Did I ever tell you Maggie’s birth story?
Bet that’s not what you were expecting today, huh? But it kind of seems appropriate. When I was in labor with Maggie, I was playing it super cool. Henry took forever so I thought I had all the time in the world. I can remember casually putting my makeup on at home, wincing through contractions, as my sister watched me and was like, “Ummm… you should probably go to the hospital now.” And I was like, “Nah I’m cool.”
We eventually got to the hospital and got admitted. My plan was to have an epidural and all the pain meds just like we did with Henry. Cool. The contractions got worse, so I asked for meds. I figured we had hours at this point, because that’s how it went the first time. (You can see where this is going, right?)
The anesthesiologist came in and that’s when the wheels came off. I sat up and immediately knew that my plan was not going to happen. Maggie had her own plan. And her plan was to get here ASAP. The pain was insane, unlike anything I’ve ever felt. A midwife came rushing in, did a quick check, and told us that she could see Maggie’s head.
I freaked. Four or five more nurses and another midwife rushed in and started scrambling, getting supplies, moving tools around. Lots of chaos, and I felt weirdly panicked because everyone was taking care of their own business but nobody had told me what was going on or what to do. So I sat up, stopped everyone, and said, “CAN SOMEONE JUST CONFIRM FOR ME THAT WE’RE DOING THIS WITHOUT THE DRUGS?”
BAHAHAHAHAHA can you even?! I remember it as clear as day. My one concern was that this thing was going down and I was not ready. It wasn’t going to plan, and I was scared. The midwife said, “Yes we are, and it’s gonna be okay.” I immediately looked to Ryan to help me get my head together. And he looked straight at me and told me that I could do it. And that I didn’t have a choice.
About 10 minutes later, Maggie was there.
All of this is to say: I learned a lot about myself that day, as a woman, and a mother, and a person.
Firstly, I learned that I was capable of so much more than I had assumed I was.

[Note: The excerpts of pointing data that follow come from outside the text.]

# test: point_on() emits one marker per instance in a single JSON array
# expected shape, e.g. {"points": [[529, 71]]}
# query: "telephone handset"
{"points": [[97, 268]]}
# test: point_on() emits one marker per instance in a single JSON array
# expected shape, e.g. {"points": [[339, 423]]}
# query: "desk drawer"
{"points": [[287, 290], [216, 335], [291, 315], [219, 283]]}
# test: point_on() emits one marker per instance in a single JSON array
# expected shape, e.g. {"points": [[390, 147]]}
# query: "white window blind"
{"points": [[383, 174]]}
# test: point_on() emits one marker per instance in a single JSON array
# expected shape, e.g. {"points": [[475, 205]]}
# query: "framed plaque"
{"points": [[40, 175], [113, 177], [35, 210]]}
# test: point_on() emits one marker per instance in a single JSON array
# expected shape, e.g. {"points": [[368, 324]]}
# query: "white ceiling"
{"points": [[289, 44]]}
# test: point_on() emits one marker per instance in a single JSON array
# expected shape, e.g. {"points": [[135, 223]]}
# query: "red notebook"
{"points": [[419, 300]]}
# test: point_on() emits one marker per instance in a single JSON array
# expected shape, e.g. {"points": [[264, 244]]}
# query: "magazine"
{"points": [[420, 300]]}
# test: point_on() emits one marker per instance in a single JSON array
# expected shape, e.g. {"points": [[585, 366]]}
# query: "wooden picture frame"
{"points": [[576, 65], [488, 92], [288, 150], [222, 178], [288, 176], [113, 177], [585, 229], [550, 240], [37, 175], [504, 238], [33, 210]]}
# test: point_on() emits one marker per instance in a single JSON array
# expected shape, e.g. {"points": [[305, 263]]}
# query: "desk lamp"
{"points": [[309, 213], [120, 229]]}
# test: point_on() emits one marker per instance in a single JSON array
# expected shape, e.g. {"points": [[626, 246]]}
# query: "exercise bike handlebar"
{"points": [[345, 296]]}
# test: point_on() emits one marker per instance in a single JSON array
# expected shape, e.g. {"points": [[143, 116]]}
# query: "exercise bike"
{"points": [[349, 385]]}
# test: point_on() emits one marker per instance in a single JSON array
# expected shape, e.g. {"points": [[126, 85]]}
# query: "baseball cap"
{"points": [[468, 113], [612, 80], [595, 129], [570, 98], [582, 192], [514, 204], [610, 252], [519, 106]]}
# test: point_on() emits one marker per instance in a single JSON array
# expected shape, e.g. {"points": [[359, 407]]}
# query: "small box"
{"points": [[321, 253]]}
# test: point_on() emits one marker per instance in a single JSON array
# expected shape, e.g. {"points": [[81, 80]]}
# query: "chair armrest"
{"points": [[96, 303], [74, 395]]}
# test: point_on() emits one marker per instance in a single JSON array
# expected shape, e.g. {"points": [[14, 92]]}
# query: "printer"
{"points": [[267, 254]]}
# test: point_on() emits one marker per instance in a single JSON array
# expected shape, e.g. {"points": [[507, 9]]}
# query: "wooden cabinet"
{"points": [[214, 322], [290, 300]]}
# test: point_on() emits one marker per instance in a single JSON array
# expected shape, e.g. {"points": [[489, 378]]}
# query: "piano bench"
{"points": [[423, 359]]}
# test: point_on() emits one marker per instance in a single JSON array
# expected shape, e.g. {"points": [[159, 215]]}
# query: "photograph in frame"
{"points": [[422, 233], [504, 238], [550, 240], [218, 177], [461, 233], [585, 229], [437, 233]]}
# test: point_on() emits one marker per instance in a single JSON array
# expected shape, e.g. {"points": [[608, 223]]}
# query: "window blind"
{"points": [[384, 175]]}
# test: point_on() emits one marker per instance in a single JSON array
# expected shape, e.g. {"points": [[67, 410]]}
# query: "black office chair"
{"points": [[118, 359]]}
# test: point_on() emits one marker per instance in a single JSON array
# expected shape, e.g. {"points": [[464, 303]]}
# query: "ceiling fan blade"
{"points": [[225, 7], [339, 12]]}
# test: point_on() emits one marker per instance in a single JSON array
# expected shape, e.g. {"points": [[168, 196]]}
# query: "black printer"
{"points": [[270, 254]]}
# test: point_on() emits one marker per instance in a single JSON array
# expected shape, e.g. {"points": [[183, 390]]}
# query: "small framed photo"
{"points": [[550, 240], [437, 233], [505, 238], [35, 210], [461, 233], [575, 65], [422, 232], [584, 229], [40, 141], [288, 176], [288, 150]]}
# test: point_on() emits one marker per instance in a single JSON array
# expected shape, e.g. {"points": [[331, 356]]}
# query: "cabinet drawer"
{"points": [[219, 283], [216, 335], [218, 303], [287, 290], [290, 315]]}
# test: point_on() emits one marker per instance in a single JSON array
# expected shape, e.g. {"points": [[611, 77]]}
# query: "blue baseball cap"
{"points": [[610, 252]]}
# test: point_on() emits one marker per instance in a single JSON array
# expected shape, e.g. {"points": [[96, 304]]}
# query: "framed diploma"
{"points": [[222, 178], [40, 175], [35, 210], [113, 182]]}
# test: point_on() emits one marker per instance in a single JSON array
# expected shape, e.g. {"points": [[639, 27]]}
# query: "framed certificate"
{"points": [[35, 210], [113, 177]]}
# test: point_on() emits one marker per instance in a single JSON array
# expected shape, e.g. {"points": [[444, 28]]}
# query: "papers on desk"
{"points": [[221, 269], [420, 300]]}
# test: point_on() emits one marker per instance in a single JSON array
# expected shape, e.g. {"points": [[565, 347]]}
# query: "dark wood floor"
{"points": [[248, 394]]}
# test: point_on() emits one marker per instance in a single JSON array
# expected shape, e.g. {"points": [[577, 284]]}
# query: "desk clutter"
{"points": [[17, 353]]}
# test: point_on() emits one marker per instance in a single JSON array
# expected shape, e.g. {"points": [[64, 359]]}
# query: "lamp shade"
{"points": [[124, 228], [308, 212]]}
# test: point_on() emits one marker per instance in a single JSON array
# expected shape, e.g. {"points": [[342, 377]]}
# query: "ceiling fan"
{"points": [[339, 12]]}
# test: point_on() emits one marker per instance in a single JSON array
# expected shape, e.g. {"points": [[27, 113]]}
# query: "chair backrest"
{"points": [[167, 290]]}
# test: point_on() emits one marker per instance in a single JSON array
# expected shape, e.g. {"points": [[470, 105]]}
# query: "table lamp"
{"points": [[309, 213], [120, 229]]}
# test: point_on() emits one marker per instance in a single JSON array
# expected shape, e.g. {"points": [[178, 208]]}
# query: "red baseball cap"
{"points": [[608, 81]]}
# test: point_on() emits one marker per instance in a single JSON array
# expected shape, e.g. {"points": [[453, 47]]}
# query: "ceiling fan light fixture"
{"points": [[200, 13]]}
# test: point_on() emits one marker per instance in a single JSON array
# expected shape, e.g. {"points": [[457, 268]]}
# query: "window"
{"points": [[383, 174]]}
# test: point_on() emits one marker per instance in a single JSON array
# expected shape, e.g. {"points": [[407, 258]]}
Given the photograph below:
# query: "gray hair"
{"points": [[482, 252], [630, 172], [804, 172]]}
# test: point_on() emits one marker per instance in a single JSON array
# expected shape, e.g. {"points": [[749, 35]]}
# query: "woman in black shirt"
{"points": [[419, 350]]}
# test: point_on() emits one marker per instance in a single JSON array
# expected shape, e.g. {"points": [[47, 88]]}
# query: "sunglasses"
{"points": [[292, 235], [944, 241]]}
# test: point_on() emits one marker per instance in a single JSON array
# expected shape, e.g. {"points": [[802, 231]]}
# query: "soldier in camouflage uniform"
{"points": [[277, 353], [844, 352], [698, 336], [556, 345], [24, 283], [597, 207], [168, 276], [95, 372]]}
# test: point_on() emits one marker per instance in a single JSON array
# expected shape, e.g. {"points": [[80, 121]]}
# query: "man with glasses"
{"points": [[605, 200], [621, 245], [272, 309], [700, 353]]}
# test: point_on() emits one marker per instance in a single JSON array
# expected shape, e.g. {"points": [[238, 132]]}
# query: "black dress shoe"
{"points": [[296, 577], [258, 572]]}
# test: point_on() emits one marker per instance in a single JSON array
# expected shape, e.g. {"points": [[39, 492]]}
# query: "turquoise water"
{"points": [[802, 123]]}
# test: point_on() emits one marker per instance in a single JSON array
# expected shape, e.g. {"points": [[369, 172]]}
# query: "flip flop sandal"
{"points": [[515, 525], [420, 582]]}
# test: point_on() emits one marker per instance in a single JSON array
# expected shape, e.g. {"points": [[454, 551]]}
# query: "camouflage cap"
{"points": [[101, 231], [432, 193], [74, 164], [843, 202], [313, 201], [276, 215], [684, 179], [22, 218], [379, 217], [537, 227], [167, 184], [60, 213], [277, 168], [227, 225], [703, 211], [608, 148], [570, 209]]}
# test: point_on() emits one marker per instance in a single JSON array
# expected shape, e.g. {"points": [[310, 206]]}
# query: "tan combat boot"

I had put a judgement solidly in place that I wouldn’t be able to handle the pain. That I wouldn’t be able to bring my daughter into the world because it would hurt too much. Frankly, it was a judgement that I had made based on fear. And how many judgements or assumptions or limitations do we create for ourselves every single day, based on fear? Fear of failure, fear of pain, fear of growth?
The second thing I learned is that you can plan all you want, but life is going to unfold in its own way. In this case, literally. Maggie had a plan for coming into this world and there was nothing the rest of us could do but hang on for the ride. So when life throws us a curveball, we take a deep breath, regroup, and push through.
I feel like all of this can be applied so clearly to our own goals and dreams. Sometimes, the right thing to do is to start before you’re ready. How many times have you set aside a goal or an aspiration because “The timing just isn’t right.” Or “I don’t feel ready.” Or “I just need to do ____________ first.” We could wait and wait our lives away, holding on for the right timing or to feel like everything is aligned or to be completed with all of the imagined groundwork that we need to lay.
Or, we could just start. Before we’re ready. Trust ourselves, trust the process.
Don’t get me wrong. I’m not advocating diving headlong into every whim that we have. But what I am saying is that maybe we should give ourselves more credit. Maybe we should stop turning opportunities away out of fear. And maybe we need to remember that our goals won’t accomplish themselves. We are the only ones who have the power to put things into motion. It starts with us.